Patent-pending solution gives AI model builders and security-conscious enterprises cryptographic, owner-controlled key custody, protecting model weights from even the infrastructure provider
Corvex, Inc., an engineering-led AI infrastructure platform, today announced the early availability of Corvex Secure Model Weights, a patent-pending solution that enables AI model builders and enterprises to deploy inference workloads on third-party GPU infrastructure without exposing their model weights, which can be their most valuable intellectual property.
The Problem with the Current Trust Model
Frontier AI models often represent years of research and hundreds of millions of dollars in compute investment. The risk extends well beyond frontier labs. Any organization fine-tuning models on proprietary data – patient records, financial datasets, defense workloads, trade secrets – is embedding sensitive IP directly into model weights. Traditional cloud security models focus on data at rest and in transit, which leaves data at runtime exposed, creating a critical vulnerability.
Corvex Secure Model Weights addresses this risk. In standard virtualized environments, model weights are decrypted in CPUs and transferred as plaintext into VRAM, leaving them exposed to hypervisor-level introspection or DMA-based attacks by the host. Our architecture closes this gap by leveraging Hardware-based Trusted Execution Environments (TEEs). By utilizing NVIDIA’s Confidential Computing instructions, Corvex ensures that model weights remain cryptographically isolated and are only decrypted within the GPU’s secure silicon boundary, which renders them invisible even to the infrastructure provider.
“Deploying AI should never require a trade-off between compute power and IP sovereignty,” said Seth Demsey, co-founder and co-CEO of Corvex. “The industry has long tolerated a ‘cleartext gap’ where weights are exposed during inference, leaving the host with a structural window into your trade secrets. We are closing that window. By enforcing end-to-end encryption that terminates only inside the GPU’s trusted execution environment, we ensure that the host is never in possession of the keys to the kingdom. Protection is no longer a policy choice; it’s a certainty.”
Three Layers of Hardware-Rooted Security
Corvex Secure Model Weights combines three integrated technologies to enforce protection at the silicon level:
- Trusted Execution Environments. NVIDIA Hopper and Blackwell GPUs running in Confidential Computing mode provide hardware-encrypted GPU memory that the host cannot access at runtime. Intel Trust Domain Extensions (Intel TDX) provide CPU-level isolation on each node.

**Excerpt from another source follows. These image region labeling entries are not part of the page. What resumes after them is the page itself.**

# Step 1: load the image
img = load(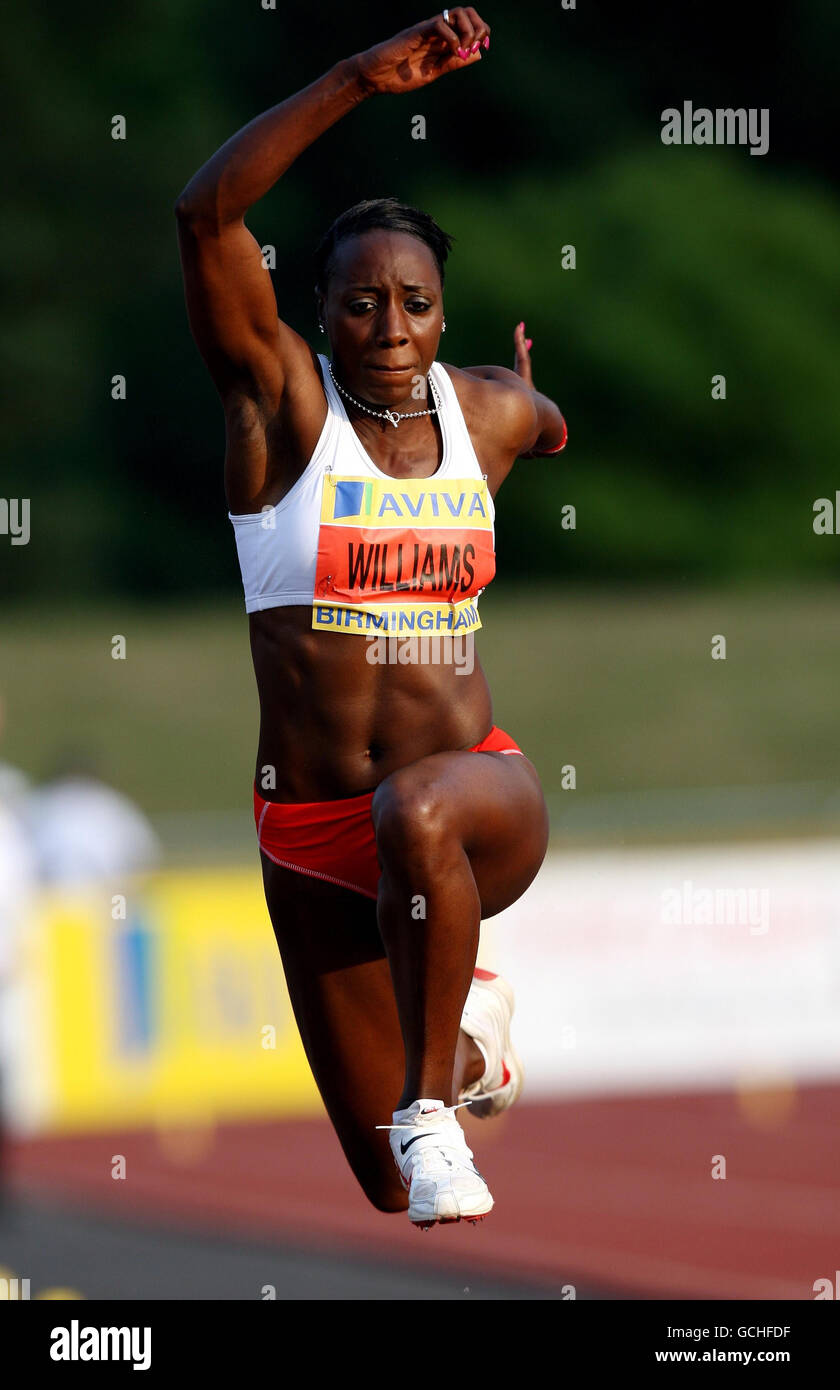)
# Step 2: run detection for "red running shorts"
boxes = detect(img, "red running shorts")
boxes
[253,724,522,898]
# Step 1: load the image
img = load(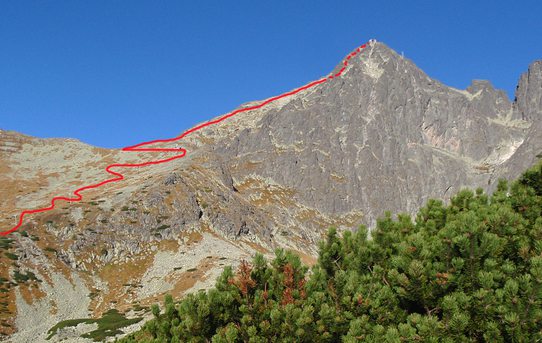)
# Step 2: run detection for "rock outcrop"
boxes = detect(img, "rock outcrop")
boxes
[0,43,542,341]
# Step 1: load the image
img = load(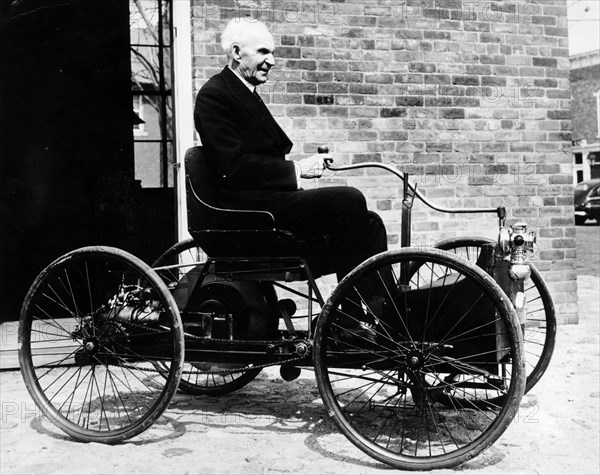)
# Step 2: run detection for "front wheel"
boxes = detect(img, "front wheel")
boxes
[314,248,525,470]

- Remote Attestation. Before any decryption key is released, the model builder cryptographically verifies that the host hardware and software stack match expected configurations. A compromised or misconfigured host fails attestation and never receives keys.
- Post-Quantum Key Exchange. Corvex uses ML-KEM (Kyber-768), a post-quantum key encapsulation mechanism, to protect the key handoff between the model builder’s infrastructure and the trusted execution environment. The keys for the handoff are ephemeral, and the private key never exists outside the GPU’s protected VRAM. Model weights that take years to develop and may remain valuable for decades are protected against future cryptographic threats.
The result: model weights exist in cleartext only inside hardware-protected GPU memory during active inference. They are never present in system RAM and never accessible to the host kernel or hypervisor.
Open Source Foundation, Auditable by Design
Unlike closed-source commercial alternatives, Corvex Secure Model Weights is built on and contributes to the open source community. The solution uses the Confidential Containers (CoCo) project under the Cloud Native Computing Foundation as its orchestration layer, providing vendor-neutral, community-audited security that customers can independently verify.
“Model builders and security-conscious enterprises are now able to choose infrastructure partners based on verifiable security, not just price and availability,” said Jay Crystal, Co-CEO and Co-Founder of Corvex. “An open source foundation and owner-controlled key custody are what make that security auditable and trustworthy. We built Secure Model Weights so that the model builder never has to take our word for it. The math and the hardware speak for themselves.”
Who It Serves
Frontier AI model builders can now deploy at production scale on third-party infrastructure without operator trust assumptions, eliminating the risk of model weight exfiltration while maintaining sovereign key control.
Regulated enterprises, federal customers, and model builders who focus on these customer segments – including those working with healthcare data, financial datasets, defense workloads, and trade-secret-embedded fine-tuned models – can deploy on external infrastructure that previously often required on-premises isolation. Secure Model Weights provides the hardware-enforced, cryptographically verifiable protection required for these sensitive datasets.